No próximo dia 8 de fevereiro, o Fórum Mundial de Teologia e Libertação - FMTL irá celebrar, dentro do Fórum Social Mundial - FSM, em Dakar, no Senegal, uma oficina sobre "Religiões e Paz: A visão/teologia necessária para tornar possível uma Aliança de Civilizações e de Religiões para o bem comum da humanidade e a vida no planeta". A organização da oficina é da Associação Ecumênica de Teólogos/as do Terceiro Mundo - ASETT/EATWOT.

Para facilitar a participação e o debate, a EATWOT disponibilizou as conferências resumidas de vários especialistas que serão apresentadas sobre a temática proposta na oficina do ano que vem.

O sítio do IHU, em suas Notícias do Dia, está disponibilizando as principais conferências a respeito da temática. Veja abaixo, em "Para ler mais", a lista de textos já publicados.

Além disso, também foi publicada uma proposta de Agenda teológica 2011-2013, para ser debatida no seminário do FMTL.

No texto abaixo, Stefan Silber, da Universidade de Osnabrück, na Alemanha, defende o papel da crítica da religião, já que, sem ela, "as religiões não somente irão perder sua capacidade de contribuir com processos de paz e justiça, mas também serão incapazes de libertar seu próprio potencial salvífico, e finalmente deixarão de ser religiões e se tornarão verdadeiras idolatrias, adorando os deuses do poder". A tradução é de Moisés Sbardelotto.

Eis o texto.

Nem religiões nem paz sem a crítica das religiões

Uma perspectiva europeia e latino-americana

As religiões são forças para a paz e também propõem a guerra. Para construir uma teologia do pluralismo religioso que seja capaz de ajudar as religiões a desenvolver seu próprio potencial para a paz e a justiça, essa teologia necessariamente deve incluir a crítica da religião.
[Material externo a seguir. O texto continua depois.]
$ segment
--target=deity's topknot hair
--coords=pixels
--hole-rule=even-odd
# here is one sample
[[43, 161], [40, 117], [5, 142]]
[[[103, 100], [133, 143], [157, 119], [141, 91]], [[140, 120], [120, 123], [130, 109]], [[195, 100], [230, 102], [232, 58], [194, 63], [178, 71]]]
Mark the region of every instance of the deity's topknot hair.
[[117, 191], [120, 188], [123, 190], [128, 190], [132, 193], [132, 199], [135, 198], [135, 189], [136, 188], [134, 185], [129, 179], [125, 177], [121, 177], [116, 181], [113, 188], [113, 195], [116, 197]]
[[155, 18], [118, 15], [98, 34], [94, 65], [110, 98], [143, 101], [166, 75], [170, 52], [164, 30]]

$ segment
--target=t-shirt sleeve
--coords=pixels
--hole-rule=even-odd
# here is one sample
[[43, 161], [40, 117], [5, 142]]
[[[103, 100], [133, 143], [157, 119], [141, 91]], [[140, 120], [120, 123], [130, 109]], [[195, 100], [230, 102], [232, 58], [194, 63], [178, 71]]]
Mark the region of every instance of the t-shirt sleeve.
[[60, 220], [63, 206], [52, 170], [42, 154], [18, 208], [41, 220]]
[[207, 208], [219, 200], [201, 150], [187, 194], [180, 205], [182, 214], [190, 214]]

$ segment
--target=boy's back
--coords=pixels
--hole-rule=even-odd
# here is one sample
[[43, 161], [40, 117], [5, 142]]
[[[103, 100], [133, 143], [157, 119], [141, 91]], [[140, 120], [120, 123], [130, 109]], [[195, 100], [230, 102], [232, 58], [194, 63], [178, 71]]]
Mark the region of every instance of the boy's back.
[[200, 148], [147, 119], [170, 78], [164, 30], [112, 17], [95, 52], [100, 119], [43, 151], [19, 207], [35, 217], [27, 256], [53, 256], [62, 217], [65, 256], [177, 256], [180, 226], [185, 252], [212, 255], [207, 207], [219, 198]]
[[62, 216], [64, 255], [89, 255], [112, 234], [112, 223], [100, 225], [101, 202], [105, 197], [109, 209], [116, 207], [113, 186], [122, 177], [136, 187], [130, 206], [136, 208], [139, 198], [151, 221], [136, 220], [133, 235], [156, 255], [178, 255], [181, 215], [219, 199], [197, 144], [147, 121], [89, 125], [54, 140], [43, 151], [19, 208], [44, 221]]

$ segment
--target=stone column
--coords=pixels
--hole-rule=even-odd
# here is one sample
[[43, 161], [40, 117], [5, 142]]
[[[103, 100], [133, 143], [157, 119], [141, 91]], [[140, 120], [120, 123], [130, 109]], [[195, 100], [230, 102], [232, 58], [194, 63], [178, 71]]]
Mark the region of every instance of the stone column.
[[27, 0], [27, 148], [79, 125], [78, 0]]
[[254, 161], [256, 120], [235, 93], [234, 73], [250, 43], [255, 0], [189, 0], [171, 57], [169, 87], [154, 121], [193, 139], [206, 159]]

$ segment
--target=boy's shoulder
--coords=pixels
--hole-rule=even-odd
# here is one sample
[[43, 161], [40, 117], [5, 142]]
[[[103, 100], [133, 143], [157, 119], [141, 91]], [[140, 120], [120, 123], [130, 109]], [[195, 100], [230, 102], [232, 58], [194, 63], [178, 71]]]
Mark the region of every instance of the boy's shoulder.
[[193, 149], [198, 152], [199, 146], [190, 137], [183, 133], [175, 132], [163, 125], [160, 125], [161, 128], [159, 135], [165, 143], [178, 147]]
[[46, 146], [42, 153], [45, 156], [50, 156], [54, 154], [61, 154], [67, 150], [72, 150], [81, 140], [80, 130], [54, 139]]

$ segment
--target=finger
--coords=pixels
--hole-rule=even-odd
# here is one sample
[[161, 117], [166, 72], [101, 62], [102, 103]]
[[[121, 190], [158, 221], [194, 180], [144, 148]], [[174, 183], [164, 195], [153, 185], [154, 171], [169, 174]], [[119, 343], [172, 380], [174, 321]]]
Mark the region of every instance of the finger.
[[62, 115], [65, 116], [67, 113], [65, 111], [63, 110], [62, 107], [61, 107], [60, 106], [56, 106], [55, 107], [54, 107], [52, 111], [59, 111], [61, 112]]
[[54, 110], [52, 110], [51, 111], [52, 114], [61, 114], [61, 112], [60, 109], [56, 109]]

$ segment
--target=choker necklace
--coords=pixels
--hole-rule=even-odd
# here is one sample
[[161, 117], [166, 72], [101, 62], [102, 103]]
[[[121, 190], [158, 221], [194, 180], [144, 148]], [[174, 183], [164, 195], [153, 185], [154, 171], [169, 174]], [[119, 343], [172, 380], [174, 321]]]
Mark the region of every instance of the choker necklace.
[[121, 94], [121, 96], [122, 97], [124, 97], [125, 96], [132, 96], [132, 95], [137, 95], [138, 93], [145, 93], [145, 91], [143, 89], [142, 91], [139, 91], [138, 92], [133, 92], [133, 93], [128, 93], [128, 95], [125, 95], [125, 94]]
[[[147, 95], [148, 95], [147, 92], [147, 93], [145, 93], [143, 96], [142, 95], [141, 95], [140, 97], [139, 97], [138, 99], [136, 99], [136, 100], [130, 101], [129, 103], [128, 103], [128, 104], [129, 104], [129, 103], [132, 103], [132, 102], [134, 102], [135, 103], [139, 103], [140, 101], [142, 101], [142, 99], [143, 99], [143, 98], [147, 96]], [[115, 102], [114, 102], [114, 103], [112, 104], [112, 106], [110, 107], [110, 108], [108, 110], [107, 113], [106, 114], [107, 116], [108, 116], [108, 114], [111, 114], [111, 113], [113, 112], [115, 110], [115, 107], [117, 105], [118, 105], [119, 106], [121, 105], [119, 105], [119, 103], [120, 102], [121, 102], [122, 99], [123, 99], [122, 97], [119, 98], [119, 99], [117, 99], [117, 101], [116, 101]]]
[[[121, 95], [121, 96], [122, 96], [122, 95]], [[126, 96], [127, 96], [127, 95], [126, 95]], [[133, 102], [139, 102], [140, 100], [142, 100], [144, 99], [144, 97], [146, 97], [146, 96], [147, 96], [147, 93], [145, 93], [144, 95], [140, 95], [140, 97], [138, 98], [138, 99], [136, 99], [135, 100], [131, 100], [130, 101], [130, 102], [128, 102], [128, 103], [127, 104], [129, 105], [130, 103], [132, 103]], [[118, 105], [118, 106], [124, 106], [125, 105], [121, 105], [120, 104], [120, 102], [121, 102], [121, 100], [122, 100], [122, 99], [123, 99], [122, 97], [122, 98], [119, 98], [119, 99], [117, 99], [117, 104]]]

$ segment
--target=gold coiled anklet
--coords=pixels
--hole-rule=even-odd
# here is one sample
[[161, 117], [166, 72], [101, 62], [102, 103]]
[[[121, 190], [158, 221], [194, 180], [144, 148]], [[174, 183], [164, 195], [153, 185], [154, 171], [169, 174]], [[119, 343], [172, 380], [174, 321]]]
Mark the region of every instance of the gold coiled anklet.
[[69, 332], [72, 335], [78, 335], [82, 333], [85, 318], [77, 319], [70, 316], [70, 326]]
Ao longo dos séculos passados, a filosofia europeia desenvolveu várias perspectivas a partir das quais a religião é criticada. A popularização da crítica da religião contribui até hoje de forma decisiva para que o continente europeu se torne cada vez mais reservado contra as instituições religiosas e para que os povos da Europa demorem mais do que outros povos na adaptação de um novo modelo religioso pós-moderno.

A crítica da religião, no entanto, é, por sua vez, uma contribuição importante do continente europeu à teologia de todo o planeta. Acima de tudo, a teologia da libertação latino-americana fez uso extensivo, ao longo das últimas cinco décadas, das ferramentas metodológicas da crítica da religião, sobretudo na crítica da religião cristã. Diferentemente da maioria das correntes filosóficas da Europa, essa crítica foi feita a partir da perspectiva dos pobres. Essa perspectiva é importante e decisiva para assegurar que a crítica da religião não sirva aos interesses da opressão e da marginalização, e também para que o diálogo das religiões não se torne um diálogo de costas para os pobres.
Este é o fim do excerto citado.